# Heater safe to use in a kiln???



## Treecycle Hardwoods

I am looking for supplemental heat in my kilns. I have used light bulbs but they burn out so quickly and are a big pain to switch out when there is a load in the kiln. I reached out to an electrician friend to see what he would suggest but so far his searches have some up empty. I am hoping there is some sort of space heater that can withstand the high humidity environment inside of a kiln with out catching on fire. Any suggestions would be great!


----------



## davebug

What about some thing like this http://www.amazon.com/Zoo-Med-Repti...1385489182&sr=8-7&keywords=heating+light+bulb, it claims 'Perfect for high humidity terrariums'. Maybe one of the bulbs made for food heating may work since they are usually in a kitchen that is hot and humid and left on for long periods of time.


----------



## rdnkmedic

Have you tried the red heat lamps used to heat baby chicks. 150 watts I think. Get pretty hot. I have to adjust so I don't cook my chickens before they are big enough. Not sure about the humidity though.


----------



## Treecycle Hardwoods

no I havent' tried the restaurant or pet lights. I have thought of both just haven't pulled the trigger. I have went bigger with 500w plus sized ones. My kilns can hold 1200 and 1000 BF respectively (another small one at 275bf) I am in need of a larger heat source that will last. The 500w bulbs last only a few days running non-stop. Opening the kiln to swap the bulb is a PITA from a standpoint of my fat A$$ fitting back behind the stack and a loss of heat from opening it.

Reactions: Like 2


----------



## SDB777

Maybe an outside wood furnace that heats water, water could be pumped through the kiln via radiators?

Just thinking that all those 'caps' could be used instead of 'whatever you use them for now'....
And the only electricity would be from a low volume water pump.

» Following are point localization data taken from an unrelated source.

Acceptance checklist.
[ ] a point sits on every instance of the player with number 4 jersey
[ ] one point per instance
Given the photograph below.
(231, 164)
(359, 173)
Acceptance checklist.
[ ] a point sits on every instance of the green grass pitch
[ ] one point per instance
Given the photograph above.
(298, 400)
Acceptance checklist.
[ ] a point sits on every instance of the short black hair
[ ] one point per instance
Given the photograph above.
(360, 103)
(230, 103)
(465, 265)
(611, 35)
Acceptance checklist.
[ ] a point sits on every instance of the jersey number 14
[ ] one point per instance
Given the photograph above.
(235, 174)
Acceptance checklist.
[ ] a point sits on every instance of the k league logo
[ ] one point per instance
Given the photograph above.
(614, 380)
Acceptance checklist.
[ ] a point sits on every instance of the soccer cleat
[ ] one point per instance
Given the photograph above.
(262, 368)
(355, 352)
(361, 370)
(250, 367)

Scott (I'm different, but is that a good thing) B

Reactions: Like 1


----------



## sprucegum

I would think one of the Modine type LP or Natural gas heaters would work as long as you purchase a model with sealed combustion that uses outside combustion air. I have a sterling in my shop, minimum clearances to combustibles is pretty tight and it is thermostatically controlled. The blower fan moves the hot air around very well. Mine is a 45,000 btu and it does a good job heating my 700 sq ft not too well insulated shop.


----------



## From The Forty

Greg,

I used to use the 500w halogen lamps like you are. I also ran into the same problem with them burning out, not to mention how poorly built most of lamps are themselves. I have been using a milkhouse heater in my kiln. I have to say that I have only run about 4 loads with it. It has been working well. I paid $8 bucks for it this spring. Even if the unit doesn't last that long, it still is cheaper. I don't think I ever made it with a complete load without burning out a halogen bulb. With the cost of those bulbs, two bulbs paid for the heater. BTW, if it wasn't already so darn cold here in WI, we would have to worry about this yet!

Geoff

Reactions: Like 1


----------



## Treecycle Hardwoods

What is a milk house heater? I bought an oil radiant heat heater I am going to try. There is no exposed element and it only has a dial. 29 bucks at menards I will see how this one goes.


----------



## From The Forty

Here is a milkhouse heater. http://www.northerntool.com/shop/to...ci_sku=27828&gclid=CK_FwqGqkLsCFTNp7AodmSwAkg

Geoff

Reactions: Like 1


----------



## getaduck

FWIW I am researching how to make a kiln and came across a guy who had similar problems with light bulbs. What he discovered is that by running the light bulbs under their rated wattage (using a cheap household dimmer switch) he could exponentially increase their lifespan. He could also control the temperature too. I think I recall that he finally settled on two 100 watt bulbs, each running at about 60% capacity and he hadn't changed bulbs in years. BTW: I'll start a new thread if needed, but my kiln search constantly turns up Daren Nelson's plans. I've contacted him about buying them but he apparently has quit helping people build kilns (he said as of Jan 2014) and won't sell me plans. Anyone have the files, or your own plans based on Daren's that I could get a hold of?


----------



## Treecycle Hardwoods

That is interesting about the dimmer switch on the light bulbs. I ended up using an electric oil radiant heater for one of my kilns. It is on a timer with extra fans on a 6 hour cycle. I am aiming to let the wood rest for a while and not continuously heat it. It is working well. Over the winter with many many subzero days and nights it never dropped below 80 degrees in there.


----------



## BrentWin

Here's something that might work for you. They are made to keep the moisture down in electrical switchgear. As far as price, the 120v or 250v, 250 watt unit runs about $32.00

http://heaters.heatrex.com/viewitem...ters/enclosure-heater-switchgear-space-heater


----------



## JR Custom Calls

I think greenhouses are heated with some sort of propane or natural gas heater.. seems that the humidity would be higher in them, so there must be a solution there other than the electric oil heaters.


----------